Save the definition file as jupyterWithROOT.def, and let’s build an image called jupyterWithROOT.sif

apptainer build --fakeroot jupyterWithROOT.sif jupyterWithROOT.def

Now, start an instance named mynotebook with our brand-new image

apptainer instance start jupyterWithROOT.sif mynotebook

and confirm that the instance is up

apptainer instance list

INSTANCE NAME    PID      IP    IMAGE
mynotebook       10720          /home/myuser/jupyterWithROOT.sif

If you go to http://localhost:8850 (with SSH tunneling if needed), you will find out that for security reasons the Jupyter webapp will ask for an access token.
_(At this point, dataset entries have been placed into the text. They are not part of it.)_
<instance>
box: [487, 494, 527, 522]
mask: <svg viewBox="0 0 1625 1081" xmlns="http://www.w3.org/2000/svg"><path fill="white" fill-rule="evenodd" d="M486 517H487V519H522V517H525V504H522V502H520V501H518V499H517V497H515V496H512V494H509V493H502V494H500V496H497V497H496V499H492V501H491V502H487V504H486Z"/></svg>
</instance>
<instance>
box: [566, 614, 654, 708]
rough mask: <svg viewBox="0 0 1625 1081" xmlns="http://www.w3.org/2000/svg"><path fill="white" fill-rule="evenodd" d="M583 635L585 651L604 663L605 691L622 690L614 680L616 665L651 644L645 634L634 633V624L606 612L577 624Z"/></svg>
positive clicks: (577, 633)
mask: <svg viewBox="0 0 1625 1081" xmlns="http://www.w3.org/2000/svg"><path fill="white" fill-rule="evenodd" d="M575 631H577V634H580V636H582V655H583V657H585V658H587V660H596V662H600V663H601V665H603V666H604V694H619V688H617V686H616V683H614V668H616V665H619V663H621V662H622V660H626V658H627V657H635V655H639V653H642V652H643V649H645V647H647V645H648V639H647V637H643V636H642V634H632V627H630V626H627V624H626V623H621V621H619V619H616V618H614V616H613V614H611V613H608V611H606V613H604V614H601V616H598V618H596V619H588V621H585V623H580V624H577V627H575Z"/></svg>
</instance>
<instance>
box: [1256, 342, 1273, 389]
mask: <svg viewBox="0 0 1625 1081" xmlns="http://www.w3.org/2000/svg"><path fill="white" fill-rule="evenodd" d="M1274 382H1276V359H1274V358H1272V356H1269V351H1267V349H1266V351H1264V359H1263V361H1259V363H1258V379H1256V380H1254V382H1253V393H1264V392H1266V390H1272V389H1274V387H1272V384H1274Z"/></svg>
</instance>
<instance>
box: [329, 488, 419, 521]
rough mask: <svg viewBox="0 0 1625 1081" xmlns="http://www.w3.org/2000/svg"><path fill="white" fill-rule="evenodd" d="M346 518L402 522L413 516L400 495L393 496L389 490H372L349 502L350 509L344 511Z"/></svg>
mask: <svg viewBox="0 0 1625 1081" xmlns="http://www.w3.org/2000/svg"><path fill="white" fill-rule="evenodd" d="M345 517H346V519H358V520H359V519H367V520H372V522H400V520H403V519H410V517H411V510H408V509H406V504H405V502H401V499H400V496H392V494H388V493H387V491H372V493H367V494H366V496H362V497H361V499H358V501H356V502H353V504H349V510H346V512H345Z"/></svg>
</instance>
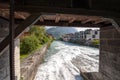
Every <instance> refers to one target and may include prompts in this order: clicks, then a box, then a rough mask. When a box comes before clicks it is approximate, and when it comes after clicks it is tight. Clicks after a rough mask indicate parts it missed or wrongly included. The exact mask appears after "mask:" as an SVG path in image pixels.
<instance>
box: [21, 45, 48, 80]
mask: <svg viewBox="0 0 120 80" xmlns="http://www.w3.org/2000/svg"><path fill="white" fill-rule="evenodd" d="M47 47H48V45H47V44H46V45H44V46H43V47H42V48H41V49H39V50H37V51H36V52H35V53H34V54H32V55H30V56H29V57H28V58H27V59H25V60H23V62H22V63H21V80H33V79H34V77H35V75H36V72H37V68H38V66H39V65H40V63H41V62H42V61H43V56H44V54H45V52H46V50H47Z"/></svg>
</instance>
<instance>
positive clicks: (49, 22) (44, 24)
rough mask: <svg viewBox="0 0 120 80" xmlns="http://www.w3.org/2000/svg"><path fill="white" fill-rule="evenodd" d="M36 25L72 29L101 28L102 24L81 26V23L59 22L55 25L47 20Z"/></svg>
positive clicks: (91, 24) (79, 21)
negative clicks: (81, 27)
mask: <svg viewBox="0 0 120 80" xmlns="http://www.w3.org/2000/svg"><path fill="white" fill-rule="evenodd" d="M36 25H42V26H61V27H62V26H69V27H70V26H71V27H101V26H103V25H102V24H91V23H86V24H81V22H80V21H74V22H73V23H69V22H68V21H59V23H55V21H54V20H45V21H44V22H40V21H38V22H37V23H36Z"/></svg>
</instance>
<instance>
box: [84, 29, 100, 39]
mask: <svg viewBox="0 0 120 80" xmlns="http://www.w3.org/2000/svg"><path fill="white" fill-rule="evenodd" d="M83 36H84V37H83V38H84V39H85V40H99V37H100V30H92V29H87V30H85V31H84V34H83Z"/></svg>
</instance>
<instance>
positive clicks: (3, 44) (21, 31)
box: [0, 15, 40, 52]
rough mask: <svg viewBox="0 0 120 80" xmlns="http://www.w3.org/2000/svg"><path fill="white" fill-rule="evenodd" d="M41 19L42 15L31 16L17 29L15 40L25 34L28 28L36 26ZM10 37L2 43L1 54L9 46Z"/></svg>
mask: <svg viewBox="0 0 120 80" xmlns="http://www.w3.org/2000/svg"><path fill="white" fill-rule="evenodd" d="M39 18H40V15H31V16H29V17H28V18H27V19H26V20H25V21H24V22H22V23H21V24H20V25H19V26H18V27H16V29H15V38H17V37H19V36H20V35H21V34H23V33H24V31H25V29H26V28H27V27H30V26H32V25H33V24H35V23H36V22H37V21H38V20H39ZM9 39H10V36H9V35H8V36H7V37H6V38H5V39H4V40H3V41H2V42H1V43H0V52H1V51H2V50H3V49H4V48H5V47H7V46H8V44H9V42H10V40H9Z"/></svg>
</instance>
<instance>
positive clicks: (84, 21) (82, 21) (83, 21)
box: [81, 18, 92, 24]
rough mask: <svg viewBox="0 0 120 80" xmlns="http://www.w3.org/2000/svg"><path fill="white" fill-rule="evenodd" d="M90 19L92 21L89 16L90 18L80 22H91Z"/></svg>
mask: <svg viewBox="0 0 120 80" xmlns="http://www.w3.org/2000/svg"><path fill="white" fill-rule="evenodd" d="M91 21H92V19H91V18H90V19H87V20H83V21H81V23H82V24H86V23H88V22H91Z"/></svg>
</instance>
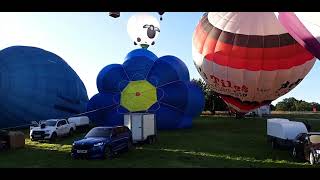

Fortunately, you can get the token listing the URL of active servers using the jupyter notebook list command. To execute the command inside the instance, use sigularity exec:

apptainer exec instance://notebook jupyter notebook list

Currently running servers:
http://localhost:8850/?token=12asldc9b2084f9b664b39a6246022312bc9c605b :: /home/myHome

Open the URL with the token, and you will be able to see the Jupyter interface. Try to open a new notebook and write in a cell to confirm that ROOT is available:

import ROOT
# Now you can work with PyROOT, creating a histogram for example
h = ROOT.TH1F("myHistogram", "myTitle", 50, -10, 10)
h.FillRandom("gaus", 10000)

c = ROOT.TCanvas("myCanvasName","The Canvas Title",800,600)
h.Draw()
c.Draw()

The bottom line: with any Jupyter notebook that you write, you can provide an Apptainer image that will set the environment required to execute the cells. It doesn’t matter if yourself or someone else comes in one, five, ten years, your code will work independently of the software available in your computer as far as Apptainer is available!

A Jupyter notebook with Uproot available

Can you setup a Jupyter notebook server with Uproot available in Apptainer?

Hint: Uproot can be installed using pip.

Solution

Bootstrap: docker
From: ubuntu:20.04

%post
   apt-get update -y
   apt-get install -y python3
   apt-get install -y python3-pip
   pip install notebook
   pip install uproot

%startscript
  jupyter notebook --port 8850

Confirm that Uproot is available opening a notebook and executing in a cell

import uproot
print(uproot.__doc__)

Key Points

• Instances allow to setup services via Apptainer images or definition files.

• Code provided in Jupyter notebooks can be accompanied by a Apptainer image with the environment needed for its execution, ensuring the reproducibility of the results.